To be fair, Werth is good at baseball. Like Garret Anderson or Randy Winn, he has a broad base of offensive skills and a solid defensive game that makes him capable of playing center in a bind. (Unlike them, he even walks a lot.) Like them, he enjoyed a peak season at 31. Like them, he will probably be able to help teams well into his 30s. That he probably will not be able to provide $126 million worth of help isn't his fault. If someone offered to pay me that much money to play for the Nationals, I would take it too.
The interesting angle here, though, doesn't involve Werth's talents. It involves the Nationals, and what they want to be.
Washington is an extremely rich market. (The city is poor and small; the suburbs are neither.) By my preferred measure -- multiplying metro population by per capita income and dividing by the number of major league teams -- it is actually the third richest in baseball. This even understates things. On a scale where 1 is average and the New York teams are at 2.45, the Nationals are at 1.68. The next-best team, the Philadelphia Phillies, are at 1.38. The gap between the Nationals and the Boston Red Sox is larger than the gap between Boston and the Arizona Diamondbacks or Seattle Mariners.
This doesn't mean that the Nationals are rich. It does mean that they have a lot of latent potential. If they were ever able to field a consistently good team, all of the defense contractors, lobbyists, well-paid bureaucrats and journalistic celebrities in Arlington, Bethesda and Silver Spring would come spend great sums at the ballpark. The franchise has great incentives to run out a good nine.
None of this constitutes an excuse for the Werth signing, and in fact it makes the deal look sillier than it otherwise would. While it's a good idea for the Nationals to spend a lot of money on a good player, if they had $126 million to hand out they would have done much better to scrounge up some more and some prospects besides and wrest Prince Fielder from the Milwaukee Brewers or Adrian Gonzalez from the San Diego Padres. Overpaying for a legitimate MVP candidate would make some sense both as a straight baseball move and as an attempt to command psychic space in the Washington area. Overpaying for a better version of Garret Anderson makes sense as neither.

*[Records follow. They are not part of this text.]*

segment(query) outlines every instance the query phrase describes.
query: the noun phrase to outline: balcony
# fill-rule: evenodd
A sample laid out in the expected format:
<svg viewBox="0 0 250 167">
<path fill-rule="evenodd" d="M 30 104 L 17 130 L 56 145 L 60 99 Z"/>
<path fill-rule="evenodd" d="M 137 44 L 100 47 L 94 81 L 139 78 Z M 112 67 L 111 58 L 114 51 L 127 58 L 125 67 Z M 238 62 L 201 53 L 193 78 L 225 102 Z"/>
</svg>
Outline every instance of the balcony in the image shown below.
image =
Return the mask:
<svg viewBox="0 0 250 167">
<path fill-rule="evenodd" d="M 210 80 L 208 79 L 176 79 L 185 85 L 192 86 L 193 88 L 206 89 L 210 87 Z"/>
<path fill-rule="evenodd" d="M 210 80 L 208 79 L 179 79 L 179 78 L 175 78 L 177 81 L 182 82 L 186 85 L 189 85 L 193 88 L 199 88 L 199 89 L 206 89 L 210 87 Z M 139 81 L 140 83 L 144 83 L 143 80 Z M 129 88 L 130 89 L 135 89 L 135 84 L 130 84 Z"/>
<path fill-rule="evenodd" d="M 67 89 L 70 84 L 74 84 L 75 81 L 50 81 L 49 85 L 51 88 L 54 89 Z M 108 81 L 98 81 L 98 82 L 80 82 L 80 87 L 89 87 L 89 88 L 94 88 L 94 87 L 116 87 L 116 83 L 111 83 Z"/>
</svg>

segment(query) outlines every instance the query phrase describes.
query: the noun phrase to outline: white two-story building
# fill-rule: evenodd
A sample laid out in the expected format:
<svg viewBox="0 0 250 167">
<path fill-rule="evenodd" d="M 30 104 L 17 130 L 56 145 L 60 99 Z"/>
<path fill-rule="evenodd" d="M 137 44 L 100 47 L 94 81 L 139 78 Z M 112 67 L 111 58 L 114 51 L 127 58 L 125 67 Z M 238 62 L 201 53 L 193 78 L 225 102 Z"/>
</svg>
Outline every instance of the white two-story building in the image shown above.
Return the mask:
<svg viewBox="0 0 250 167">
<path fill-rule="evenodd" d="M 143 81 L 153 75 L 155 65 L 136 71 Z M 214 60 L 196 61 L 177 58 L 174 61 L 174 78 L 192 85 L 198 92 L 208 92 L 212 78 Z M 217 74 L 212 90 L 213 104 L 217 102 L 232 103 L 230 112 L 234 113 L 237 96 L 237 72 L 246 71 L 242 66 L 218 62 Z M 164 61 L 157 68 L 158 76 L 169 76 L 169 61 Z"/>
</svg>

Still, as a statement of intent this is a move to be applauded. As always bears pointing out, the fundamental problem with the National League is that the teams that should naturally dominate it -- the Mets, the Chicago Cubs and the Los Angeles Dodgers -- are all, to varying extents, bloody messes. There is open space for an aggressive team in a rich market to spend its way to contention.
Taken on its own, the Werth move is nothing much, a transaction that will give the team value on the field commensurate with the money they're paying if all goes perfectly and end as a joke if it doesn't. If it proves the first in a series of deals that attempt to leverage a natural, if as yet unexploited, financial advantage into a roster worthy of the talents of Harper, Strasburg and the great Ryan Zimmerman, it could look reasonably savvy. The Detroit Tigers looked quite silly when they signed Magglio Ordonez, another vaguely similar player, ahead of the 2005 season. By the end of 2006, there was a pennant flying over Comerica Park.